Considering that the ancestral allele of FokI is the T nucleotide [53], we propose that the interaction between genotype and ethnicity regarding 1,25(OH)2D3-elicited induction of CYP24A1 reflects natural selection. As early homonins with dark pigmented skin migrated North, their pigmentation decreased as an adaptation to synthesize sufficient vitamin D at higher latitude and limited UVB radiation. Modern humans in middle and East Africa however, were exposed to high intensity UV radiation and adapted by increasing skin pigmentation [54]. Despite their dark skin, individuals in Central and East Africa may still produce relatively high levels of 25(OH)D [45]. The more active 1,25(OH)2D3 breakdown in Africans, facilitated by CYP24A1, to regulate high baseline 25(OH)D level provides some support for this hypothesis. Thus, natural selection of the CC genotype of the VDR, associated with reduced CAMP induction and increased 1,25(OH)2D3-elicited CYP24A1 transactivation, was favoured in Africans. Unfortunately, CC likely conferred increased susceptibility to infection with pathogens such as Mycobacterium tuberculosis, brought to Africa in the late 1600's to early 1700's through colonisation and trade with the East [55]. Decreased CAMP expression in Africans may contribute to the infectious disease burden of South Africa; currently ranked globally with the third highest TB burden [56]. Based on the fact that CAMP is a 1,25(OH)2D3-inducible gene, it is expected that 1,25(OH)2D3 supplementation would be beneficial in TB prevention and treatment. However, our results suggest that the CC genotype associated with Africans may moderate CAMP induction through 1,25(OH)2D3-elicitated CYP24A1 induction and consequent 1,25(OH)2D3 catabolism. Thus, the efficacy of 1,25(OH)2D3-elicitation and subsequent application in therapy should be considered in the context of ethnicity-dependent variables.
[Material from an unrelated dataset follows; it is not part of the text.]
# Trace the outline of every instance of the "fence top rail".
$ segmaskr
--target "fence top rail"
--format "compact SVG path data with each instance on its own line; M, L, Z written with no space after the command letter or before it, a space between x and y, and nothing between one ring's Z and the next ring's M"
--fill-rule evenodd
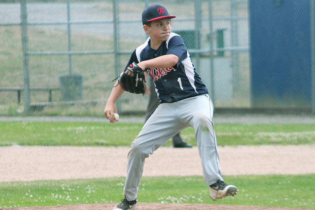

Taken together, differential VDR expression relates to ethnicity rather than 25(OH)D3 status and FokI genotype, while VDR activity, specifically CAMP and 1,25(OH)2D3-elicited CYP24A1 transactivation relates to FokI genotype, interacting with ethnicity in the latter case. Contrary to conclusions of previous studies that the CC genotype of FokI results in higher VDR transactivation capacity, our data suggests that FokI genotype influences VDR transactivation capacity in a target-gene dependent manner. Although vitamin D is essential for VDR function, it is likely not the sole contributing factor in VDR-related disease susceptibility, as both the level and activity of the VDR differ between populations. Thus, the expression and role of VDR in target gene transactivation is determined not only by genetics, but also by ethnicity and environment involving complex interactions which may confound disease association. With current literature supporting the long-held belief that genetic variants in the VDR-pathway may be key in the association between vitamin D status and disease susceptibility, future work should evaluate the combined contribution of multiple factors, including environment, in various ethnic groups.